100% Free: No hidden fees or subscriptions required for one book every day.
No Registration: Immediate access is available without creating accounts for one book every day.
Safe and Secure: Clean downloads without malware or viruses
Multiple Formats: PDF, MOBI, Mpub,... optimized for all devices
Educational Resource: Supporting knowledge sharing and learning

Frequently Asked Questions

Is it really free to download Learning Over Joins by Arun Kumar A dissertation submitted in partial fulfillment of the ... PDF?

Yes, on https://PDFdrive.to you can download Learning Over Joins by Arun Kumar A dissertation submitted in partial fulfillment of the ... by completely free. We don't require any payment, subscription, or registration to access this PDF file. For 3 books every day.

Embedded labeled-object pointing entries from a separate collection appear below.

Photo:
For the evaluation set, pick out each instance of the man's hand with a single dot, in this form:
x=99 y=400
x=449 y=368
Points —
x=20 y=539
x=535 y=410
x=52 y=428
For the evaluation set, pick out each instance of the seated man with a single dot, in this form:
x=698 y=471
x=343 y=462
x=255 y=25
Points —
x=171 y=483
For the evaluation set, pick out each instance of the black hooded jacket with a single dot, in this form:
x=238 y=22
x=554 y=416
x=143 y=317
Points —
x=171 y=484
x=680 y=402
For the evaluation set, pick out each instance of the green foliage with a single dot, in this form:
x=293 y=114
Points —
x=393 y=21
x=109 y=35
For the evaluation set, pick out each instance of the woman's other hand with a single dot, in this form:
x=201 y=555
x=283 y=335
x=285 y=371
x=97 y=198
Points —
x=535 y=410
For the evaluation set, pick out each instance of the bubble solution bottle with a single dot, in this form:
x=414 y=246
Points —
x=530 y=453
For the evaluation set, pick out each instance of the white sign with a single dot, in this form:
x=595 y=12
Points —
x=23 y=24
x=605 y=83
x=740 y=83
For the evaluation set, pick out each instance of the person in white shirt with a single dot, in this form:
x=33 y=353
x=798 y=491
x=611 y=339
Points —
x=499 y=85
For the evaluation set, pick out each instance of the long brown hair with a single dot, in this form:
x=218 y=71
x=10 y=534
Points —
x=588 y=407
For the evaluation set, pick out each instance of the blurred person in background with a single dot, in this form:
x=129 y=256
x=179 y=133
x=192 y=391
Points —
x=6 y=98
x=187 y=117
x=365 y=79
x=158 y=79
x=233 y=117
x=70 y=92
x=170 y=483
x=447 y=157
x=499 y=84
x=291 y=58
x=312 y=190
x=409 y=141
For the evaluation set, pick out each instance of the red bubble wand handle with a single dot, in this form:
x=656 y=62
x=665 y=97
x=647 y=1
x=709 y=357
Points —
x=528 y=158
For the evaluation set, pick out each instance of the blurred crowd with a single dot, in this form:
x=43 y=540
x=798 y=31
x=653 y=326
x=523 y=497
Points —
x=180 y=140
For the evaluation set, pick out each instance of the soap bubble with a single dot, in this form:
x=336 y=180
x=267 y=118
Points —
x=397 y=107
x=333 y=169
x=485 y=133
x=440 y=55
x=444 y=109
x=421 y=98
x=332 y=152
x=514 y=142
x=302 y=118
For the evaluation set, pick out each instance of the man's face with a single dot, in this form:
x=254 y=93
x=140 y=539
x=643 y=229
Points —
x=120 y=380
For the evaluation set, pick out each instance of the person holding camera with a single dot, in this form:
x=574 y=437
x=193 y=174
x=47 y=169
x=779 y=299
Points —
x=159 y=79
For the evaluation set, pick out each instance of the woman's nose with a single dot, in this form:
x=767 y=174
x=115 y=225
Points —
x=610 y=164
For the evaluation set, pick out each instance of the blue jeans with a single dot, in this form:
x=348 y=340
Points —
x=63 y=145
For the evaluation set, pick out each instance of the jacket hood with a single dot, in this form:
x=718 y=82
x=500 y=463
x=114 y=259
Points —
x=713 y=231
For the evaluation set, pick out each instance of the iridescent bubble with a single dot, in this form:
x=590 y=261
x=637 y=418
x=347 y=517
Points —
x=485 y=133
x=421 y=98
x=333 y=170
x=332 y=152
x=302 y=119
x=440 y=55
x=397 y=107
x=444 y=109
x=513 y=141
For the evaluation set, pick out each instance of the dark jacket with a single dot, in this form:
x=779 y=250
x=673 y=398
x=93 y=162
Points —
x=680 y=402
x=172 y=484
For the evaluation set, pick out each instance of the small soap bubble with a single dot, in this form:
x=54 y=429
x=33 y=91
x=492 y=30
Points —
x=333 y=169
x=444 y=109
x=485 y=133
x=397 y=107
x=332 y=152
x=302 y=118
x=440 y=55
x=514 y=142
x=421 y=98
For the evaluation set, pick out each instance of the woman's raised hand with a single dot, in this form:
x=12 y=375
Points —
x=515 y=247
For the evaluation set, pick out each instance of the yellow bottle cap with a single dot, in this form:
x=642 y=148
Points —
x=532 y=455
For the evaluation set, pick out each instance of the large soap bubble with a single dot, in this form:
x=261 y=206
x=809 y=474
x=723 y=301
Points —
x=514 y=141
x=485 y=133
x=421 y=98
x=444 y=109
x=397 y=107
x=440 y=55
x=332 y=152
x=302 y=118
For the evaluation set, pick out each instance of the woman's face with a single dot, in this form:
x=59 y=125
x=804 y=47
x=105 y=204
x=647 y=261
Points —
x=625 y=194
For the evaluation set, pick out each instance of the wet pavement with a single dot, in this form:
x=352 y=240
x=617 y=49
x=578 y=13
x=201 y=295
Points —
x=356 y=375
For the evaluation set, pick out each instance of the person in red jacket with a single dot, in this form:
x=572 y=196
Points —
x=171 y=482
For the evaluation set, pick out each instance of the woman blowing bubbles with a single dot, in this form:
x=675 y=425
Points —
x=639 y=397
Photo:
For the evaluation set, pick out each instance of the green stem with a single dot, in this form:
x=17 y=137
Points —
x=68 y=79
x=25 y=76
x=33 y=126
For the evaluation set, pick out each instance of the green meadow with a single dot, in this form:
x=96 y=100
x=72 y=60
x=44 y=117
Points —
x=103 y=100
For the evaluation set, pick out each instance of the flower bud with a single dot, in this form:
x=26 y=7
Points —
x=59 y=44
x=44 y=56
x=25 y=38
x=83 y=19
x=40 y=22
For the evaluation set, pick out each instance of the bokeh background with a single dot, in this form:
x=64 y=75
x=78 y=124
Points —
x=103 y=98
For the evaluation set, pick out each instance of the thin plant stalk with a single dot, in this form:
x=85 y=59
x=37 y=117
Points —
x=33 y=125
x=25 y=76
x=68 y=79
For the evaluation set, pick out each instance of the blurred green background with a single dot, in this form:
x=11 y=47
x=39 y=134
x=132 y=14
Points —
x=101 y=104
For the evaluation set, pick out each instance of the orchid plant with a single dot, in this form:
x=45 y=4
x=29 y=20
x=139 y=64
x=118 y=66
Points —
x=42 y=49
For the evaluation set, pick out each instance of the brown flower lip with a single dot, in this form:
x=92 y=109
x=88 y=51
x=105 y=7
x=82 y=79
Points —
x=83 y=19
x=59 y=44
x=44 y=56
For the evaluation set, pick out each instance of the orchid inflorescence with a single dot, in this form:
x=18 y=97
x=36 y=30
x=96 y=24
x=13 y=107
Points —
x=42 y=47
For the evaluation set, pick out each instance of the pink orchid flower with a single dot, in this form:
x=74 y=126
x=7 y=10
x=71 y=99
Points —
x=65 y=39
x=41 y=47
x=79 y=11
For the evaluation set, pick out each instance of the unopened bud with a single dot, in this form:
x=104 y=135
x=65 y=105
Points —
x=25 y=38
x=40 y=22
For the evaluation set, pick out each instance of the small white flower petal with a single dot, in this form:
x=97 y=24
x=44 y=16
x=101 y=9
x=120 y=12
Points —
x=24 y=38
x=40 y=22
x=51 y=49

How can I read Learning Over Joins by Arun Kumar A dissertation submitted in partial fulfillment of the ... on my mobile device?

After downloading Learning Over Joins by Arun Kumar A dissertation submitted in partial fulfillment of the ... PDF, you can open it with any PDF reader app on your phone or tablet. We recommend using Adobe Acrobat Reader, Apple Books, or Google Play Books for the best reading experience.

Is this the full version of Learning Over Joins by Arun Kumar A dissertation submitted in partial fulfillment of the ...?

Yes, this is the complete PDF version of Learning Over Joins by Arun Kumar A dissertation submitted in partial fulfillment of the ... by Unknow. You will be able to read the entire content as in the printed version without missing any pages.

Is it legal to download Learning Over Joins by Arun Kumar A dissertation submitted in partial fulfillment of the ... PDF for free?

https://PDFdrive.to provides links to free educational resources available online. We do not store any files on our servers. Please be aware of copyright laws in your country before downloading.

The materials shared are intended for research, educational, and personal use in accordance with fair use principles.